あなたの甥っ子や息子がホモセクシュアル向けのビデオに出ていたら、どう話しますか?
で、この件についての僕の意見は、上記の薬物のときの反対で、「この学生への失跡や制裁は不当である」というものです。
上記の薬物や自殺の論理を援用すれば、ホモAVに出るのは、「あなたの勝手」ではなく、「あなたがAVに出ると、私は悲しい」と話さなければならないとなりそうです。でもそれは違う、と考えます。
なぜか? 両者は構造は似ているのですが、やはりかなり意味が違う。最大の違いは、行為の結果が何をもたらされるのかという点です。薬物や自殺は、負荷逆な結果を招きます。自殺はもちろん取り返しが付かないし、未遂でも心や体に傷を負うことがほとんどです。薬物は、自分では「薬には飲まれていない、いつでもやめられる」といっていても、結果的には中毒はどんどん深まって行きつつ、理性や知性の部分が薬によって縮小していき、人格が変わってしまいます。人格が変わっても、本人がいいならいいじゃないかと言うことになるわけですが、それは、これまで友だちだった私としては、「悲しい」ことだというメッセージになるわけです。と同時に、現実問題として、薬物や非合法であり、やはり進んで非合法のことを認めるわけにはいかないという背景もあるでしょう(説得力はないとしても)。
一方、ホモAVに出ることは、どうでしょうか? 不可逆の変化を本人にもたらし、本人や周囲によくない影響を与えるでしょうか。
ホモAVそのものは、合法なものです。
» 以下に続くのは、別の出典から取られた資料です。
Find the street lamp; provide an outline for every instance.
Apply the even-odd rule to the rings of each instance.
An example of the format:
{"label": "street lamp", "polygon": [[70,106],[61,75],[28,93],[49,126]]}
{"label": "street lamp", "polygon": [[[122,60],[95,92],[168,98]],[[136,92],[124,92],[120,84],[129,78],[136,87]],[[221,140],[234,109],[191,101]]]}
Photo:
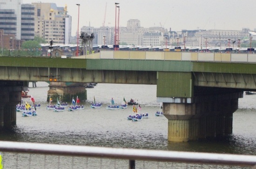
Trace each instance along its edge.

女優が出る普通のアダルトビデオも、映倫のチェックを受けたモザイクのかかったものなら、合法ですから、女性がAV女優になること自体は合法です。
しかも、ホモAVでは、男性は同性愛敵性行為を行うわけではなく、単に裸になって椅子に座っているとか、ベッドにいるとか、そういうシーンも多いようで、必ずしも性的な感情を呼び起こすものではないといいます。というより、もしノンケ(同性愛指向のない)の男性が見れば、性的感情を起こすわけがないし、女性はもともとヌード映像などで欲情することが少ないので、いずれにせよ、ホモAVが浴場の対象になるのは、ホモセクシュアルな男性たちに限られます。生殖器を隠した裸の男性を写したビデオに出るのと、水着を着た姿をDVDにとられるグラビアアイドルの、果たしてどちらが「その行為の結果としてよくない不可逆的な変化を招く」のかと考えれば、おそらくむしろグラビアアイドルの方が大きな変化になる可能性があります。ホモAVのマーケットとグラビアアイドルのマーケットを比べれば、後者の方が圧倒的に大きく、金銭的にも人気的にも大きな影響があるからです。
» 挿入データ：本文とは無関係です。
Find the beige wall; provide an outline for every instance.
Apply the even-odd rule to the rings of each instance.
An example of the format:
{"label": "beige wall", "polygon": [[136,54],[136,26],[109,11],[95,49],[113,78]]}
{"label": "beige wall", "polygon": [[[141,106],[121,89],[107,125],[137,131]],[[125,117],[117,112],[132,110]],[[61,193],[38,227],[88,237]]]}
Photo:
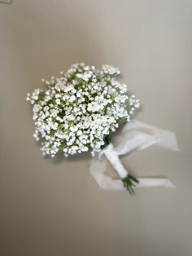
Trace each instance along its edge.
{"label": "beige wall", "polygon": [[[0,255],[192,255],[192,2],[13,0],[0,4]],[[181,152],[124,159],[177,189],[101,190],[90,157],[42,157],[28,91],[84,61],[119,67],[138,118],[175,131]]]}

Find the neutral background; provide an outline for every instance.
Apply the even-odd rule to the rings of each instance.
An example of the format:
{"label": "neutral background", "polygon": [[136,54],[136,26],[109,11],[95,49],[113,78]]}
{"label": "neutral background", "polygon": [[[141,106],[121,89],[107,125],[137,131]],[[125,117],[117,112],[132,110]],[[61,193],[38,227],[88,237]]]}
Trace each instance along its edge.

ではなぜ、運動部の男子はホモAVに出演するのでしょうか。
運動部は練習がきつく、普通のアルバイトをする時間がとりにくいのです。短期間でまとまったお金を手に入れられ、かつ「バレル」可能性が低いホモAVは、彼らのニーズに合っています。また運動部できつい練習を経てつくられた彼らの肉体を、誇示してみたいという気持ちもあるでしょう。ナルシストな感情です。相手がホモだと思うと眉をしかめる人もいるでしょうが、ボディビルダーのことを考えれば、ほんのわずかな布きれを付けて肉体を誇示することが「当然のこと」として受け入れられているわけで、ホモAVとボディービルの違いを「善悪」の面で説明するロジックは、かなり破綻しそうです。
もうひとつ隠れた問題として、同性愛者に対する偏見があります。グラビアアイドルとしてDVDに出る女子学生に対して、果たして「叱責」するかといえば、そういうことはないでしょう。男子学生からは注目され、女子学生からはあこがれの目で見られるかもしれません。にもかかわらず、ホモAVについては「汚染」といってしまうメディアの表現は、明らかに同性愛者に対する偏見が隠れていると言えます。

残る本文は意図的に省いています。